Coming soon: Not one, but two ratings for every Chicago school

Starting this month, Chicago schools will have to juggle two ratings — one from the school district, and another from the state.

The Illinois State Board of Education is scheduled to release on October 31 its annual report cards for schools across the state. This year, for the first time, each school will receive one of four quality stamps from the state: an “exemplary” or “commendable” rating signal the school is meeting standards while an “underperforming” or “lowest performing” designation could trigger intervention, according to state board of education spokeswoman Jackie Matthews.

A federal accountability law, the Every Student Succeeds Act, requires these new ratings.

To complicate matters, the city and state ratings are each based on different underlying metrics and even a different set of standardized tests.

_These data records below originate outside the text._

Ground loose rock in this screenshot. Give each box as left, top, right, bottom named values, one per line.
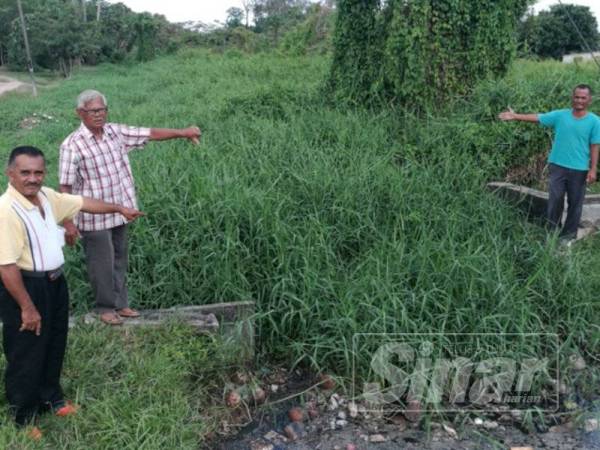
left=226, top=390, right=241, bottom=408
left=249, top=440, right=274, bottom=450
left=319, top=373, right=336, bottom=390
left=347, top=401, right=358, bottom=418
left=404, top=399, right=422, bottom=423
left=263, top=430, right=288, bottom=443
left=388, top=414, right=408, bottom=431
left=288, top=407, right=304, bottom=422
left=483, top=420, right=499, bottom=430
left=307, top=407, right=319, bottom=419
left=252, top=386, right=266, bottom=404
left=584, top=418, right=600, bottom=432
left=443, top=423, right=458, bottom=439
left=329, top=394, right=340, bottom=411
left=283, top=422, right=305, bottom=441
left=569, top=354, right=586, bottom=371
left=369, top=434, right=387, bottom=443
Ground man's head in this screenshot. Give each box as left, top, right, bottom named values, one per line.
left=572, top=84, right=593, bottom=112
left=6, top=146, right=46, bottom=200
left=76, top=89, right=108, bottom=132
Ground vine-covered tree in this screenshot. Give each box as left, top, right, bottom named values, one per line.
left=519, top=4, right=600, bottom=59
left=328, top=0, right=533, bottom=107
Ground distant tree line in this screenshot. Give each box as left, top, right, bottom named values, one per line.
left=0, top=0, right=336, bottom=77
left=0, top=0, right=183, bottom=77
left=518, top=3, right=600, bottom=60
left=187, top=0, right=336, bottom=55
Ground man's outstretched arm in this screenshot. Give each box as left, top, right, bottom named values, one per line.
left=150, top=126, right=201, bottom=144
left=498, top=107, right=539, bottom=123
left=80, top=198, right=144, bottom=221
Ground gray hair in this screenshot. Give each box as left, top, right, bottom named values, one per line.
left=76, top=90, right=107, bottom=109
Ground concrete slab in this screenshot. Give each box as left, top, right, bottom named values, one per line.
left=487, top=181, right=600, bottom=240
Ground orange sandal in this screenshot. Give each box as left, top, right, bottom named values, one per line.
left=55, top=401, right=79, bottom=417
left=26, top=426, right=42, bottom=441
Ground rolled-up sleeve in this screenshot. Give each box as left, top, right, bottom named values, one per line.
left=115, top=124, right=151, bottom=153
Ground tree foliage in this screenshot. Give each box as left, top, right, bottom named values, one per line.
left=253, top=0, right=309, bottom=41
left=0, top=0, right=183, bottom=76
left=328, top=0, right=532, bottom=107
left=519, top=4, right=600, bottom=59
left=279, top=3, right=335, bottom=55
left=226, top=7, right=244, bottom=29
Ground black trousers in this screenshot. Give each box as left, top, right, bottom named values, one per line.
left=0, top=274, right=69, bottom=425
left=547, top=163, right=588, bottom=239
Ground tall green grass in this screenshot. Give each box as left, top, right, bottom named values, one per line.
left=0, top=51, right=599, bottom=379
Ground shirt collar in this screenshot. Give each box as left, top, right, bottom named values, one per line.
left=7, top=183, right=39, bottom=211
left=79, top=122, right=114, bottom=141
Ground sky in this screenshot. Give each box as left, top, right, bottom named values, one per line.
left=105, top=1, right=600, bottom=25
left=532, top=0, right=600, bottom=23
left=105, top=1, right=248, bottom=24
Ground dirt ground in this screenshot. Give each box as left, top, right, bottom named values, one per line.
left=0, top=75, right=28, bottom=96
left=212, top=368, right=599, bottom=450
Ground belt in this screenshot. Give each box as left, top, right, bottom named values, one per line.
left=21, top=266, right=64, bottom=281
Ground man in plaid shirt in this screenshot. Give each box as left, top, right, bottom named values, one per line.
left=59, top=90, right=200, bottom=325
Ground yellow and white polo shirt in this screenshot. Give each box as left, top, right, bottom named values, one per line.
left=0, top=184, right=83, bottom=271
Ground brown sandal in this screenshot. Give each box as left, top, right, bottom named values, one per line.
left=100, top=312, right=124, bottom=325
left=117, top=308, right=141, bottom=318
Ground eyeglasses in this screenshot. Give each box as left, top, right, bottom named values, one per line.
left=81, top=107, right=108, bottom=115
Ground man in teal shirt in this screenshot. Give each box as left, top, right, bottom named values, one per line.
left=499, top=84, right=600, bottom=240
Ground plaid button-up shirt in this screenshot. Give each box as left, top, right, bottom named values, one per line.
left=59, top=123, right=151, bottom=231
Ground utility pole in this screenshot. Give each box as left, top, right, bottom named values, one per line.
left=16, top=0, right=37, bottom=97
left=96, top=0, right=102, bottom=21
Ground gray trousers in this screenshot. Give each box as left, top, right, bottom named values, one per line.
left=82, top=224, right=129, bottom=313
left=547, top=163, right=588, bottom=239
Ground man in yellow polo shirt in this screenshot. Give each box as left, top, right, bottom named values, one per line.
left=0, top=146, right=143, bottom=432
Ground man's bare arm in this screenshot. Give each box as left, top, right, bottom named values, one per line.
left=149, top=126, right=201, bottom=144
left=0, top=264, right=41, bottom=335
left=498, top=107, right=539, bottom=123
left=81, top=198, right=144, bottom=221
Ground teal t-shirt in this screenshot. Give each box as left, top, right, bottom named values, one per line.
left=538, top=109, right=600, bottom=171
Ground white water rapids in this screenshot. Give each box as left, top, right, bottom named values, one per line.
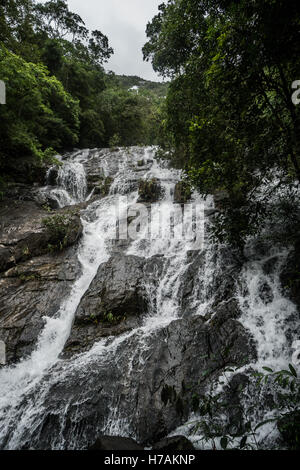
left=0, top=147, right=299, bottom=449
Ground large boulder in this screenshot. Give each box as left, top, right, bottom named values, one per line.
left=75, top=254, right=148, bottom=323
left=63, top=254, right=163, bottom=358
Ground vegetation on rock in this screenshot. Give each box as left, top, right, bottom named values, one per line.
left=42, top=210, right=82, bottom=252
left=138, top=178, right=162, bottom=203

The state ratings, for example, are based on a modified version of the PARCC assessment, while Chicago ratings are based largely on the NWEA. The new state ratings, like those the school district issues, can be given out without observers ever having visited a classroom, which is why critics argue that the approach lacks the qualitative metrics necessary to assess the learning, teaching, and leadership at individual schools.

Patricia Brekke, principal at Back of the Yards College Preparatory High School, said she’s still waiting to see how the ratings will be used, “and how that matters for us,” but that parents at her school aren’t necessarily focused on what the state says.

“What our parents usually want to know is what [Chicago Public Schools] says about us, and how we’re doing in comparison to other schools nearby that their children are interested in,” she said.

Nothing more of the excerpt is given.